# eSHa Gastropex - shrimp safe?



## Tim Harrison

I've been using eSHa Gastropex to kill the snails in my tanks. I thought I'd removed all my cherry shrimp beforehand but as it turned out I missed a few and despite catching the full dose they are fine...and appear totally unaffected. A quick google and it turns out that, yes it is supposed to be shrimp safe but in reality the jury is still out among sceptical aquarists.

Anybody else have a similar experience?

By the way it seems to have worked so far...


----------



## justissaayman

Troi, thanks for this. I shall be testing this in some of my tanks soon.


----------



## basil

No planaria will also kill snails whilst leaving shrimp. Just make sure you pick out the dead snails afterwards to prevent fouling the water.


----------



## justissaayman

basil said:


> No planaria will also kill snails whilst leaving shrimp. Just make sure you pick out the dead snails afterwards to prevent fouling the water.


 
Tried it with pest snails, no luck.


----------



## basil

Hmm, odd. Did you use full dose?


----------



## justissaayman

yes


----------



## Tim Harrison

Just completed double blind clinical trials for eSHa Gastropex and I can categorically state that - in the case of my aquariums at least - it had absolutely no effect on cherry shrimp whatsoever both adults and juveniles, but it did kill 99.9% of the aquatic snails in my tanks.


----------



## John S

Thanks for the info Tim, I need to get some of this stuff


----------



## basil

Can I share this info Tim?


----------



## Tim Harrison

Yep sure, just remember you heard it here first ...you do know I was joking about the double blind clinical trials bit though...don't you? The rest is fact.


----------



## justissaayman

Epic. Thanks Troi.


----------



## sciencefiction

Good to know Troi 
I just feel sorry for the poor snails. I like snails


----------



## Tim Harrison

I don't...there's something about slugs and snails that turns my stomach ...those and myriapods. But curiously I don't mind other Gastropods that much.


----------



## Manisha

Bump! (For Rebel!)


----------



## rebel

Manisha said:


> Bump! (For Rebel!)




Wonder what the ingredient could be? (Gastropex)....


----------



## sciencefiction

rebel said:


> Wonder what the ingredient could be? (Gastropex)....

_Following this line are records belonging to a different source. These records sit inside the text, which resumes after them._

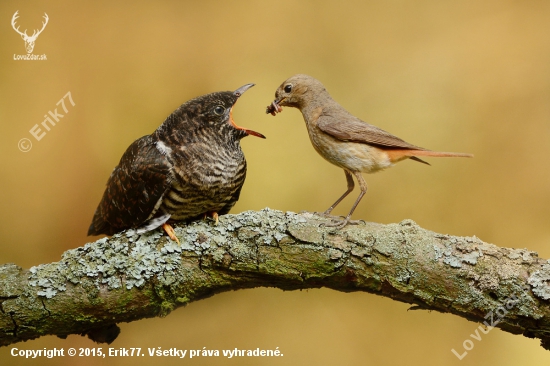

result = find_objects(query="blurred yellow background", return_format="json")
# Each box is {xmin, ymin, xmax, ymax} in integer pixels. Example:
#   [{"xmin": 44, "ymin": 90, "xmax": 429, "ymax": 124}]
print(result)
[{"xmin": 0, "ymin": 0, "xmax": 550, "ymax": 365}]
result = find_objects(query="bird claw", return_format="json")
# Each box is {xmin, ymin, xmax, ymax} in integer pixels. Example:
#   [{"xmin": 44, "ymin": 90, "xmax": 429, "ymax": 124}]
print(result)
[
  {"xmin": 321, "ymin": 217, "xmax": 365, "ymax": 230},
  {"xmin": 162, "ymin": 224, "xmax": 181, "ymax": 245},
  {"xmin": 204, "ymin": 211, "xmax": 219, "ymax": 225}
]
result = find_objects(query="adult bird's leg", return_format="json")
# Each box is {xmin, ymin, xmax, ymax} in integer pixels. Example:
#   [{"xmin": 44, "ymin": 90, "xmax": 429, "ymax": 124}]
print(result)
[
  {"xmin": 162, "ymin": 223, "xmax": 181, "ymax": 245},
  {"xmin": 325, "ymin": 170, "xmax": 367, "ymax": 229},
  {"xmin": 321, "ymin": 169, "xmax": 355, "ymax": 217}
]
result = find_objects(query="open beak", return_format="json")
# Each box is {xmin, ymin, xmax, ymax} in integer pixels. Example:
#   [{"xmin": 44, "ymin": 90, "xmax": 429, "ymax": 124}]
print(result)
[
  {"xmin": 265, "ymin": 97, "xmax": 286, "ymax": 116},
  {"xmin": 229, "ymin": 84, "xmax": 265, "ymax": 139}
]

All I could find is that it is a "unique" formula, lol.
It's a bit annoying they don't state the ingredients. Isn't there a law against that


----------



## rebel

sciencefiction said:


> unique" formula


Perhaps its fenbendazole? Its hard to target just snails without wiping other inverts...


----------



## sciencefiction

I think it said natural ingredients, which if true means it isn't fenbendazole.


----------



## rebel

sciencefiction said:


> I think it said natural ingredients, which if true means it isn't fenbendazole.


Intriguing!


----------



## Hufsa

Sorry to resurrect an old thread, but as I just got a response from Esha regarding the ingredients of Gastropex I felt it would be useful to add it to this thread to save others the inquiry.

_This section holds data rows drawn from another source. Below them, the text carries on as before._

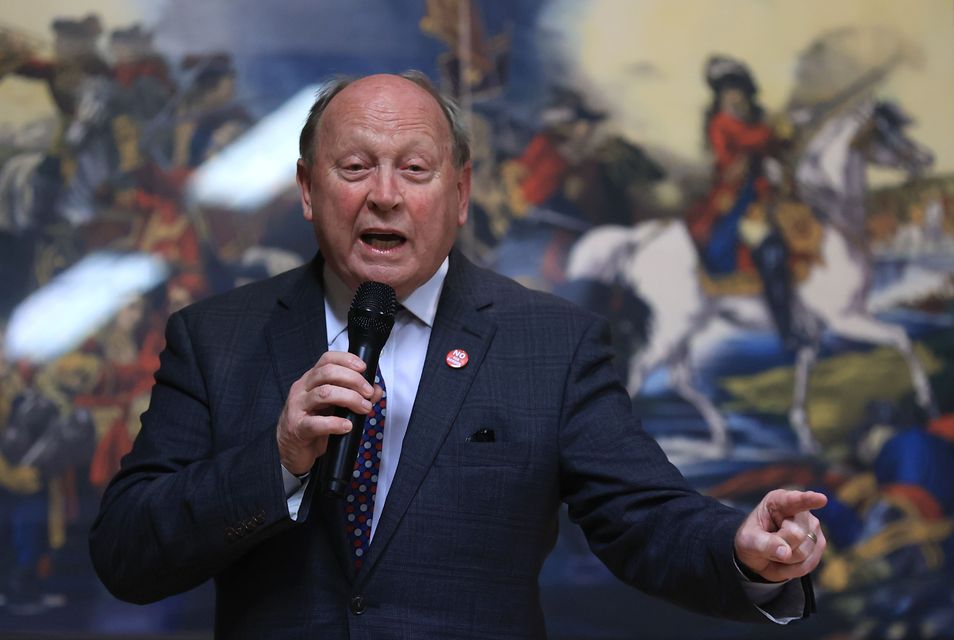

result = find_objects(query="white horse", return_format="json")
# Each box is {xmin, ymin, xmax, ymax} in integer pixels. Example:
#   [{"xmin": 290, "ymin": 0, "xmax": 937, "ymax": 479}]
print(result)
[
  {"xmin": 0, "ymin": 76, "xmax": 119, "ymax": 234},
  {"xmin": 567, "ymin": 99, "xmax": 933, "ymax": 454}
]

According to the sales and communication manager 1 ml contains; 
Copper Sulphate 24 mg
Proflavine hemisulphate 0.2 mg


----------



## Tim Harrison

I've used it several times since and have had no shrimp fatalities


----------



## Sammy Islam

I've used a few Esha meds/treatments and they have all been shrimp safe. From experience i think they are very good.


----------



## Andrew Butler

Hufsa said:


> Sorry to resurrect an old thread, but as I just got a response from Esha regarding the ingredients of Gastropex I felt it would be useful to add it to this thread to save others the inquiry.
> 
> According to the sales and communication manager 1 ml contains;
> Copper Sulphate 24 mg
> Proflavine hemisulphate 0.2 mg


Which country are you in? Ingredients in the UK differ to Europe and other parts of the world. 

_Unless you buy it from Amazon as they sometimes (illegally) sell the mainland Europe formula_


----------



## Hufsa

Andrew Butler said:


> Which country are you in?


Im in Europe, but didnt specify this in the email. Wouldn't they ask me where I was from if the UK has a different formula?


----------



## Andrew Butler

Hufsa said:


> Im in Europe, but didnt specify this in the email. Wouldn't they ask me where I was from if the UK has a different formula?


I've no idea and can only pass on information they gave me.
I don't know if this is for all products or not but certainly Exit and 2000 when I was last given information - I'm aware this thread is about Gastropex but assume there are similarities in restrictions and told some products do not contain the same ingredients.

I was told that ingredients are on the box and in the leaflet - I'll have to check (if I have some in English!)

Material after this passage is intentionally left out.